I wrote a short piece in the latest version of MAKE (the digital version will be available when the next version comes out). It documents an open source ball game that my friends at Platial were involved in creating. This is an actual outdoor game played with actual balls...nothing digital involved, other than the rules Wiki. Here's a sample of the piece:
They started playing standard kickball on the bocce court, but quickly had to modify the traditional rules. The bocce court was too small for there to be three bases, so they appropriated cricket's two-base system (but kept kickball's baseball-inspired system of strikes, outs and innings). From soccer, they borrowed the idea of throwing the ball back in when it goes out of bounds, and that led another important change. As Wilson says, "you can [really] bean somebody," when you throw a ball in the close quarters of the bocce court, so they introduced rules from dodgeball.Borrowing ideas and adapting the rules became part of playing the game. With spring, bocce season started and the courts were in use on the weekends, but the bank drive-through wasn't, so it became a legitimate court and the rules changed again to accommodate it. As Wilson puts it, "It was never declared that it was going to have a collaborative rulemaking process, but that's what it was."
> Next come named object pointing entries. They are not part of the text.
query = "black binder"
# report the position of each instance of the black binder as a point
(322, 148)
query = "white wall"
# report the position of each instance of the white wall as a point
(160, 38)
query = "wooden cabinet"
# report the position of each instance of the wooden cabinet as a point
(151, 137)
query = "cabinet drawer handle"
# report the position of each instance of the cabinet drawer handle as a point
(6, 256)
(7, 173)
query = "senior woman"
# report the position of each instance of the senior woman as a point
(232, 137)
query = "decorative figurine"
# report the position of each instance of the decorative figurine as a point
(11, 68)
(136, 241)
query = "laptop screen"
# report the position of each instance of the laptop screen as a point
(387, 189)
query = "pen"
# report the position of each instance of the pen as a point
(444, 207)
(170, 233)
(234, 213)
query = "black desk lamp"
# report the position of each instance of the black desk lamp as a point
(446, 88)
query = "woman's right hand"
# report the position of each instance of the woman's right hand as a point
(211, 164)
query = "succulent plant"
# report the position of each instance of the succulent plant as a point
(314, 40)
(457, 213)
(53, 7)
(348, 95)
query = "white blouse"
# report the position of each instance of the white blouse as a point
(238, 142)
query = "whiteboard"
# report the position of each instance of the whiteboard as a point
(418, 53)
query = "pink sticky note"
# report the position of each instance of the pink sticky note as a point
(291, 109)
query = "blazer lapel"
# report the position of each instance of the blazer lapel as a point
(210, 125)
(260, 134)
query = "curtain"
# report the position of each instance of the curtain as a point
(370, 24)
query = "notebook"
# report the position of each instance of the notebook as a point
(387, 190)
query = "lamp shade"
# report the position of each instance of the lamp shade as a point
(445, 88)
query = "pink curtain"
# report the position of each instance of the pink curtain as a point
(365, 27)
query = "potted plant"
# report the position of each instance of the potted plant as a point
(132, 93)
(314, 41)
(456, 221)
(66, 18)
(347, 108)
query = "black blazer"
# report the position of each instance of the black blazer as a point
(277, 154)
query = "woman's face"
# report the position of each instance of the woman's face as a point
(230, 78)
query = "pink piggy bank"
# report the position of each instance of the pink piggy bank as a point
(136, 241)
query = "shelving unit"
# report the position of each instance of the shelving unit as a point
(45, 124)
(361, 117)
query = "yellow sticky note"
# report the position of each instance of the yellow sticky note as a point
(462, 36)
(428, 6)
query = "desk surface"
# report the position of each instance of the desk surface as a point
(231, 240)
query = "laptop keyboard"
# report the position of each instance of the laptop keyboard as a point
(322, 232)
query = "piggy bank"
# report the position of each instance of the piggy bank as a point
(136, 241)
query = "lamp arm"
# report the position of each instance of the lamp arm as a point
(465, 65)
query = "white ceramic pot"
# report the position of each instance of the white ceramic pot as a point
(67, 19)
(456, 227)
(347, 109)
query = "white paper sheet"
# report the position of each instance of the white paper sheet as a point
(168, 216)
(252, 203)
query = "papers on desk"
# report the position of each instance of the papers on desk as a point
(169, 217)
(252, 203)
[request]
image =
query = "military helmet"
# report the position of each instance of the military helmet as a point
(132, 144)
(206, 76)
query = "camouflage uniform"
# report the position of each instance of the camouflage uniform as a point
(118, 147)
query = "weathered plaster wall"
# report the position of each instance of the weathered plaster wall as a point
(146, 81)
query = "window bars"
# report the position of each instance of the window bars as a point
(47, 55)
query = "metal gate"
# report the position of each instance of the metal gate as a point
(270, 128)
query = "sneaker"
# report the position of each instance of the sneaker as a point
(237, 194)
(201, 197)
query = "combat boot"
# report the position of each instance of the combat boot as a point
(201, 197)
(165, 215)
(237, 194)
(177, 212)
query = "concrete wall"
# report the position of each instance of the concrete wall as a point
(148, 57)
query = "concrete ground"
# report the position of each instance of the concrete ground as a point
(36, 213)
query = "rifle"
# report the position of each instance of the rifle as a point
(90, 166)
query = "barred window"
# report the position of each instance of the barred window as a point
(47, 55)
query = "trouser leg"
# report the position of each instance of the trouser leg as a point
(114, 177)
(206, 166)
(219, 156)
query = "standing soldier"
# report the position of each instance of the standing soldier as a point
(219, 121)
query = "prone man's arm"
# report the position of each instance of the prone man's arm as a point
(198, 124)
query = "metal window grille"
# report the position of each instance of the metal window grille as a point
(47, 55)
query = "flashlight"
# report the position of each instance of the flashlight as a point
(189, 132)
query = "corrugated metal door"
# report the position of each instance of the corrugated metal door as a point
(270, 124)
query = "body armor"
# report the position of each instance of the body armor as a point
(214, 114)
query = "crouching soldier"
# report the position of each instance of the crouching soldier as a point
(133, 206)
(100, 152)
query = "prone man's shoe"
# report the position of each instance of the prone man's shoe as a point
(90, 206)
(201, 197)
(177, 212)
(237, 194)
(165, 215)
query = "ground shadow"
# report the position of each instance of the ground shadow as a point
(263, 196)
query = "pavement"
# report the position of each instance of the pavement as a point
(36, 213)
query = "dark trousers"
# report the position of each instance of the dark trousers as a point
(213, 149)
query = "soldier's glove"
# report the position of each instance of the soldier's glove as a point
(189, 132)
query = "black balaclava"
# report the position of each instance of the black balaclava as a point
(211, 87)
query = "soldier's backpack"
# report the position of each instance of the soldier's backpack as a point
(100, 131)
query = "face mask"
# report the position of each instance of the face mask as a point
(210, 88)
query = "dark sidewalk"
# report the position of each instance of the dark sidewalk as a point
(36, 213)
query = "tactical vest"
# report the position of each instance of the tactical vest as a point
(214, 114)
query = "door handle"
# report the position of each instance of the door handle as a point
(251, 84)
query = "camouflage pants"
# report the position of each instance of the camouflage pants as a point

The rest of the issue, which focuses on games and toys, is pretty entertaining. Get your copy at the newsstand.
Ha! Thanks for the pointer. Other than the rule that rules are changeable (which is an idea that goes back to the dadaists, at least, and was a key part of Steve Jackson's original Illuminati card game, http://en.wikipedia.org/wiki/Illuminati_(game)), I think that the games are pretty different. Calvinball is more of a metagame that's a commentary on games (and kids and fairness, etc). If everything is changeable by default, then there is kind of no real game, just a game about creating rules. OSBall has actual rules and is an actual game, it's just that the rules open to change.
hey this sport is not new! don't you know calvinball?